IV - FIKHİ VE İTİKADİ MEZHEPLER
B - Fıkıh Mezheplerinin İmamları:
Fıkıh, sözlükte; bilmek, anlamak, bir şeyin bütününe vakıf olmak, demektir. Terim olarak; bir kimsenin leh ve aleyhindeki amelî hükümleri bilmesidir. Başka bir tarife göre fıkıh; kişinin ibadetlere, muâmelelere ve cezalara ait şer’î hükümleri ayrıntılı delilleriyle bilmesidir.102
Kur’an-ı Kerim’de fıkıh kökünden çeşitli sîgalar; bilmek, anlamak, idrak etmek anlamında kullanılmıştır.103 Hz. Peygamber (s.a.s); “Allah (c.c.) kimin için hayır dilerse, onu dinde fakîh (dinî hükümlerin inceliğini kavrayan bilgin) kılar.” (Buhârî, İlim, 10) buyurmuştur.
Dört halife ve tabiiler devrinde fıkıh kelimesiyle ilim kastediliyordu. el-Fıkhu’l-Ekber tabiri; akaid ve tevhid ilmini, el-fıkhu’l-vicdânî kavramı; nefis terbiyesi ve ahlâk ilmini, yalnız başına kullanılan fıkıh kelimesi ise; amelî konuları kapsıyordu. Ebû Hanife’nin (ö.150/767) fıkıh “kişinin leh ve aleyhinde olan hükümleri bilmesidir” şeklindeki tarifi, genel bir tariftir; O devirde kelâm, imân, ahlâk ve tasavvuf gibi ilimler henüz bağımsız hale gelmediği için İmam-ı Azâm'ın “el-Fıkhu’l-Ekber” adlı eseri, itikâdî konuları kapsamaktaydı. Ancak giderek fıkıh ilmi yalnız ibadet, muameleler ve cezaları içine alacak şekilde “amel bakımından” ilâvesiyle tarif edilmeye başlandı.104
Fıkıh yerine yeni kullanılmaya başlanan “İslâm Hukuku” deyimi, ibadetler dışında muameler, ceza ve miras hükümlerini kapsamaktadır.
Fıkhın konusu İslâmî emir ve yasaklarla yükümlü kimsenin fiilleridir.
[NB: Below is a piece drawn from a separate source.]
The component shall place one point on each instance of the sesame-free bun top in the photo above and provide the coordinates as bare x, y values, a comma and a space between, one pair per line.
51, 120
Bu fiiller; namaz kılmak gibi “yapma”; gasp gibi “terketme ile” ve yeme-içme gibi “muhayyer bırakma” tarzlarında olabilir. Akıllı ve ergin kimselerin şer’î hükümlerle yükümlülüğü ehliyet ile ifade edilir. İbadet, muameleler ve ceza ile ilgili dini hükümlere “Şeriat” denir. Bu kelime din anlamında da kullanılır. Bu takdirde itikadi ve ameli hükümlerin hepsini içine alır. Ancak şeriat genellikle ameli hükümler için kullanılır. Buna göre, ilahi nizamın amel ve dış yönünü temsil eder.
Fıkıh ilmini bilen kimseye “fakîh” denir. Çoğulu “fukahâ”dır. Bu kelime fıkıh usulü ilminde “müctehid” anlamına gelir. Müctehid; şer’î hükümleri delillerinden çıkarma yetkisi ve ilmine sahip olan kimsedir. Müfti; fetva veren kimse demektir. Müctehid olmayan fakihe, başka müctehidlerin söz ve fetvalarını nakil ve hikaye etmesi sebebiyle mecazen müfti, sorulan İslami bir meseleye fakih bir kimsenin verdiği cevaba ise fetva denir. Fetva ictihada göre daha özel anlam taşır.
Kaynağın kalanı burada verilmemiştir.